Universidade de Sao Paulo Instituto de Ciencias Biomedicas, Departamento de Fisiologia e Biofísica, São Paulo, SP, Brazil.
Life Sci. 2020 Sep 15;257:118061. doi: 10.1016/j.lfs.2020.118061. Epub 2020 Jul 8.
Obesity is an independent risk factor for the development of chronic kidney disease. The pathophysiology of the obesity-induced kidney injury is complex, but evidence suggests the involvement of reduced adiponectin levels and signaling. We investigated the extent by which adiponectin contributes to the establishment and progression of renal disease in wild type (WT) and adiponectin null (adipoKO) mice fed a control or a high-fat diet (HFD) for 16 weeks. HFD induced obesity, kidney hypertrophy, albuminuria, renal lipid accumulation and decreased nephrin expression in both mice genotypes. Notably, HFD in adipoKO mice exacerbated progression of albuminuria in comparison to WT mice. In addition, lack of adiponectin per se increased kidney weight, reduced nephrin levels, up-regulated Fabp4 expression, reduced Cpt1a expression and increased miR-130 levels in kidney. Our results demonstrate that lack of adiponectin combined with a HFD contributes to accelerated kidney dysfunction.
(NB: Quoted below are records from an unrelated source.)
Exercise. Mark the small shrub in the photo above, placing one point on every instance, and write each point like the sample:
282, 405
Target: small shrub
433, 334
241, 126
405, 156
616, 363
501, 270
肥胖是慢性肾脏病发展的一个独立危险因素。肥胖引起的肾损伤的病理生理学机制很复杂,但有证据表明,脂联素水平和信号的降低参与其中。我们研究了脂联素在野生型(WT)和脂联素缺失(adipoKO)小鼠中对饮食诱导的肥胖、肾脏肥大、白蛋白尿、肾脏脂质积累和nephrin 表达降低的影响,这些小鼠分别喂食对照饮食或高脂肪饮食(HFD)16 周。HFD 诱导肥胖、肾脏肥大、白蛋白尿、肾脏脂质积累,并降低了两种小鼠基因型的 nephrin 表达。值得注意的是,与 WT 小鼠相比,HFD 使 adipoKO 小鼠的白蛋白尿恶化更严重。此外,脂联素的缺乏本身就会增加肾脏重量、降低 nephrin 水平、上调 Fabp4 表达、降低 Cpt1a 表达和增加肾脏中的 miR-130 水平。我们的结果表明,缺乏脂联素与 HFD 相结合会导致肾功能加速恶化。